189070 Health inequalities in the global village

Monday, October 27, 2008: 2:30 PM

Geof Rayner , Centre for Food Policy, City University London, London, United Kingdom
Since the early nineteenth century public health has, for the most part, distinguished itself as a socially-progressive undertaking, with most public health workers considering health inequalities abhorrent. Over recent decades their common and unifying expectation may have been that such disparities might be reduced through economic growth and income redistribution, by continuous improvement in the physical environment, by addressing medical care for the underserved and by making public health services more sensitive to different communities.

However, the emerging evidence from many countries (as the WHO's Commission on Social Determinants has shown) is that health disparities are widening despite – and some cases due to – economic growth; that income distribution is failing - or being reversed; that population growth and urbanization link to new disease risks; and that public health services are stretched or ineffective or that their improved cultural sensitivity may only offer partial mitigation for systemic failures elsewhere. In an age of chronic disease challenges linked to malconsumption, the ‘mechanised environment', and associated environmental threats, such as climate change, the old assumptions no longer appear so convincing.

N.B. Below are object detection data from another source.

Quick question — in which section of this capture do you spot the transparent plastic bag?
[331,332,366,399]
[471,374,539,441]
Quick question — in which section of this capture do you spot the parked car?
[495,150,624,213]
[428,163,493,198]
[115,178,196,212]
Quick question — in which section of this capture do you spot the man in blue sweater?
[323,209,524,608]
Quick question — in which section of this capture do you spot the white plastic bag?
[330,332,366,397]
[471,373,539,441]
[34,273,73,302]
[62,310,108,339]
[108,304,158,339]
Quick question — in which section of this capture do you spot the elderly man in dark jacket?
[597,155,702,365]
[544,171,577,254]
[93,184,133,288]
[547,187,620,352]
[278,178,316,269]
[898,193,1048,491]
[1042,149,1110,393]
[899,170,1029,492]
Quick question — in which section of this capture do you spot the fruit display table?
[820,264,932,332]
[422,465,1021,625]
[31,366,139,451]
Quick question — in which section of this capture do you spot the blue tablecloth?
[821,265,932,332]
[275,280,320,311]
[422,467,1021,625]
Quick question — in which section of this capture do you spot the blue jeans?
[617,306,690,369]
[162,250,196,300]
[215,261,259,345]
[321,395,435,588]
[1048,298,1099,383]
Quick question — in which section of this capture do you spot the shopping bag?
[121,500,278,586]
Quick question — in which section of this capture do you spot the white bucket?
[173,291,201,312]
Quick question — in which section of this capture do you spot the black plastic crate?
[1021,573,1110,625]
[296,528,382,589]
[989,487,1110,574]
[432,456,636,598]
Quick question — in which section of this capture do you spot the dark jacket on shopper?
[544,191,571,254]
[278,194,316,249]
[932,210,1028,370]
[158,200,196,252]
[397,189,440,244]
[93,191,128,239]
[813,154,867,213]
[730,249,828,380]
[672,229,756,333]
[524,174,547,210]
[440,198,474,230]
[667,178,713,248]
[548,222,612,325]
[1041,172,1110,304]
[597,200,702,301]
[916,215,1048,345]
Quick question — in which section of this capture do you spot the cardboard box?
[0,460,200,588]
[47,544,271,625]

I will argue that public health must return to its early perspectives on natural and social ecology, refreshed by modern understanding of social complexity and better analysis of the institutions and drivers of social change (governments, markets and supply chains and consumers). This paper, which addresses US, European and global factors, will particularly focus on diet-related chronic diseases and how these, and their associated health disparities, might be addressed.

Learning Objectives:
This paper will promote an international perspective on challenges to public health and provide participants with a perspective (ecological public health) for analyzing such challenges and addressing them.

Presenting author's disclosure statement:

Qualified on the content I am responsible for because: I have been an expert advisor on this topic to the WHO and the UK and other governments.
Any relevant financial relationships? No

I agree to comply with the American Public Health Association Conflict of Interest and Commercial Support Guidelines, and to disclose to the participants any off-label or experimental uses of a commercial product or service discussed in my presentation.